HMP Shepton Mallet, sometimes known as Cornhill, is a former prison located in Shepton Mallet, Somerset, England. When it closed in 2013, it was the United Kingdom's oldest operating prison, and had been since the closure of HMP Lancaster Castle in 2011. Before closure Shepton Mallet was a Category C Lifer Prison holding 189 prisoners. The prison building is grade II* listed. Its closure was announced in January 2013.

The prison was established as a House of Correction in 1625, to comply with an Act of King James I in 1609 requiring that every county have such a House. In the 17th century, Shepton Mallet was not the only place of imprisonment in Somerset: the County Gaol was in Ilchester, and there was another House of Correction at Ilchester and also at Taunton. In these times all prisoners, men, women and children, were held together in reportedly dreadful conditions. The gaoler was not paid, instead making an income from fees from his prisoners (for example, for providing them with liquor).

In 1773, a commissioner appointed by Parliament to inspect prisons around the country reported that sanitation at Shepton Mallet House of Correction was extremely poor. He said:

Many who went in healthy are in a few months changed to emaciated, dejected objects. Some are seen pining under diseases, expiring on the floors, in loathsome cells, of pestilential fevers, and the confluent smallpox. Victims, I will not say to cruelty, but I must say to the inattention of the Sheriffs, and Gentlemen in the commission of peace.

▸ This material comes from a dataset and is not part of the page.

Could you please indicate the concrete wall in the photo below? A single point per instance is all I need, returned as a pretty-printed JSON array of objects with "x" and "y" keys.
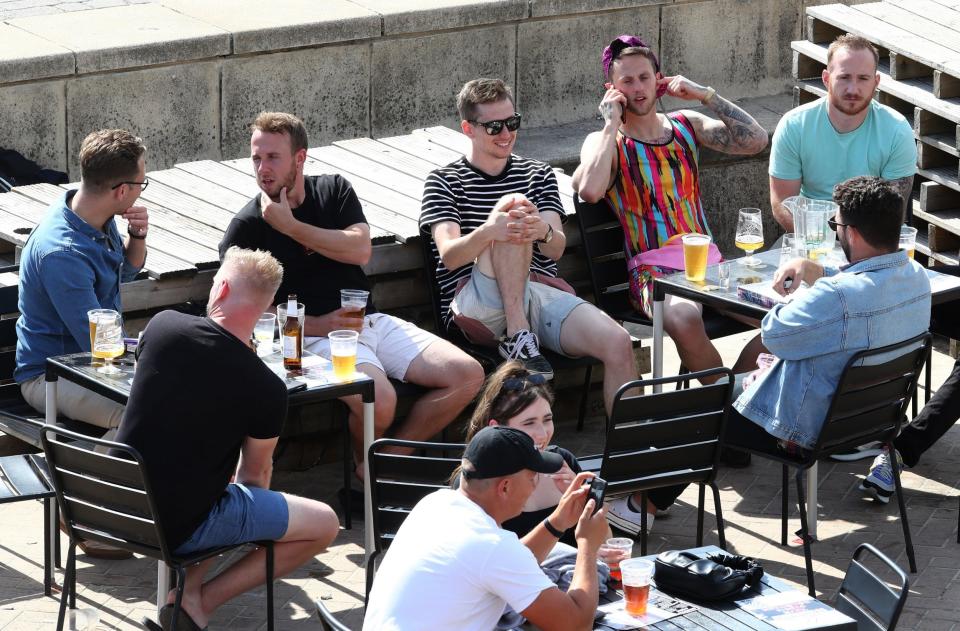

The cause of this distress is, that many prisons are scantily supplied, and some almost totally unprovided with the necessaries of life.

In 1790 additional land was purchased to extend the prison, and around this time men and women began to be held in separate areas. Further extensions were carried out in 1817 to 1822, at around which time Shepton Mallet held about 200 prisoners.

In 1823, a large treadwheel was built within the prison on which men who had been sentenced to hard labour would serve their punishment. 40 men would tread the wheel for many hours at a time, a punishment which was recorded as causing hernias in some convicts. The wheel was used to power a grain mill situated outside the prison wall. The wheel remained in use until 1890.